Today is officially the worst day ever. You were thinking the same thing?! I know, right? It’s the first Monday after the manipulative time gods in the government decided to jack up my already f-ed sleep schedule for whatever reason. And yes, I feel personally targeted and yes, I am personally annoyed.
No, you’re being dramatic.
I, woman who has had my skull hacked open five times, have great perspective on the worst day ever, because I’ve lived it, and I have decided to firmly put today in that category because a) I can, b) I am so sleepy.
You see, there are a variety of calamities that befall you when you’ve had your body go through what mine has. I used to call them “brain tumor moments,” but now that I am not entirely sure what is growing in my head and how fast and how gross it is, I feel like they are just tiny calamities. They all pile up and by the end of the day I am an exhausted heap of a human being who has lived her whole life like Dick Van Dyke in the intro to his old TV show: All physical comedy, all the time.

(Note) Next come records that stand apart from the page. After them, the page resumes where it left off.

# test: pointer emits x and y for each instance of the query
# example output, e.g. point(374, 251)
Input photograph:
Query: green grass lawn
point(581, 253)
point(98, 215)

I stretch too hard in the morning. Yea, you heard me right, that weird turtle coming out of his shell move we do in the morning renders me in writhing pain. Even the dog wonders why suddenly pillows and blankets are flying off the bed as I try to scrape fat and bone cement out of my ear. Then I wake up long enough to realize, “ut-oh! It’s just your head,” and I cool my jets.

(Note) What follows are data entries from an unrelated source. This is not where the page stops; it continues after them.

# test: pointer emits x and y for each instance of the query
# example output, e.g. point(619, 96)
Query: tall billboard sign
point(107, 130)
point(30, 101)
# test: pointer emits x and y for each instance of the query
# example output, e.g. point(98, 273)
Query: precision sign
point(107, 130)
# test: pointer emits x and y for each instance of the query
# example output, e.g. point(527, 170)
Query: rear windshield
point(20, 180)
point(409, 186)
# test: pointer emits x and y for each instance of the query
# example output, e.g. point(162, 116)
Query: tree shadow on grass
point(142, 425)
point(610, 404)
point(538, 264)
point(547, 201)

I stand up too fast after eating, the head rush that befalls most people causes me to fly back into my chair, usually missing. Whoops! The first calamity of the day is usually met with a happy little “oopsy poopsy!” As though I am trying to make a tiny baby feel better about falling on their rear end. It hurts usually but I smile and laugh and talk about how maybe the fall will break down my cellulite upon landing. Seriously, is that a thing??

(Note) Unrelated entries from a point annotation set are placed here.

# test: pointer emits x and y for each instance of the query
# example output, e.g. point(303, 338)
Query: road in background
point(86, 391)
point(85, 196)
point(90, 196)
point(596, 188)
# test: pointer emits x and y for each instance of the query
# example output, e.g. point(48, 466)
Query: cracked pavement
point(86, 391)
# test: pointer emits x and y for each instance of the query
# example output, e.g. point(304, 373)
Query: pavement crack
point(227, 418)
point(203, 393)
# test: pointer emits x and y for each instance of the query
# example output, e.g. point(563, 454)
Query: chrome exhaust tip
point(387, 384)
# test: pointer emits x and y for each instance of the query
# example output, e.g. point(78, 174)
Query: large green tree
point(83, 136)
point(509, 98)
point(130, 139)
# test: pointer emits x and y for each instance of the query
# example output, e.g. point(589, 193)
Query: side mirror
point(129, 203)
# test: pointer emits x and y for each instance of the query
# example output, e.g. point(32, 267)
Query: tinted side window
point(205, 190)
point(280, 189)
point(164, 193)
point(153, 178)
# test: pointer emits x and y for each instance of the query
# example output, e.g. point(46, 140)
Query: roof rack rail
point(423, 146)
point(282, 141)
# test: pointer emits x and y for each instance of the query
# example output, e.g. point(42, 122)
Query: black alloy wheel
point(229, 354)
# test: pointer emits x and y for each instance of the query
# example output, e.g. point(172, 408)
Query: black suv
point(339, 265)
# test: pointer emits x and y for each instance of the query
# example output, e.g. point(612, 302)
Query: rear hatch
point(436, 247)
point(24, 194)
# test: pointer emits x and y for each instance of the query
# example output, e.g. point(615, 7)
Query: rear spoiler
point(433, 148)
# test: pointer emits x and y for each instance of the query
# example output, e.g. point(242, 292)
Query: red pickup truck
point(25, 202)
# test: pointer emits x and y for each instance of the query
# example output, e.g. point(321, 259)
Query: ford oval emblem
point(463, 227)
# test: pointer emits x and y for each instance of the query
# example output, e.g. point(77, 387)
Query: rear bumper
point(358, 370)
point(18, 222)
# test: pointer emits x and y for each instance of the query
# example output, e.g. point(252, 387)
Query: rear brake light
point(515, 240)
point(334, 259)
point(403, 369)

I go to put the dog on his leash, the forward motion causes a tiny amount of CSF to leak out. It drips into the dog’s eye. He looks at me in discomfort. “You’re welcome,” I say, ” it’s dry in Colorado, you can use the moisture.” By this point (usually about 9 am) I have lost the cutesy tootsy thing and it’s all blunt and straightforward, like an awkward comedian delivering a dry punch line. I wait for the laugh track. Dusty (the dog) looks at me like I am a total dick. “Takes one to know one,” I think to myself.
I go to drink the disgusting combination of healthy crap I force down my gullet and get dizzy mid-chug and spit it all out into the sink. The coughing and gagging causes my neck to seize up and my intercranial pressure to increase. I sit on the ground and scooch my way to the freezer for an ice pack. I sit on the ground waiting for the ice to numb my pain while Dusty smells my scar. I’ve gone from dry punch line lady to gigantic raging bitch, or alternately sometimes I opt for cry baby.
That’s usually just the morning. Then it happens all day, tiny calamity after tiny calamity that usually sends me into delirium by 3 pm. I do my best and I laugh it off and so it is fine, super awkward, but totally fine.
That awkwardness? It’s my invisible marker of ability lost. It’s my battle cry no one hears, because health is a solitary battle. Last night while perusing Facebook, I saw an article about Invisible Disability, it began to touch on notions of coming out as disabled or passing as abled. It struck me because I don’t have to come out as anything and I don’t have to pass as anything (I’ve got a lot of great material on this from feminist disability studies and crip theory if you’re so inclined), because while I don’t fit the map of ability we all are told we need to navigate, I am uniquely me, and I don’t feel that at this point that needs to be changed or fixed, though in naming the invisible parts of myself, the reasons behind those silly calamities, I gain a great amount of power.
But then, alas, someone conspires to take the time it should be and make it into a time it isn’t yet by deciding a good chunk of the country needs to be in an arbitrary time machine and I wake up tired, and a little perturbed and not quite ready to face all the calamities that will befall me. So, while most days my morning calamities start with “whoopsy daisies” and “aw shuckses,” today I fully expect a lot of f-bombs.
I’ll probably be happier about it when it’s not dark at 3 pm and I can actually stay awake past 4.
Peace and love and day dreams of naps,
‘spring ahead’…the bane of my existence.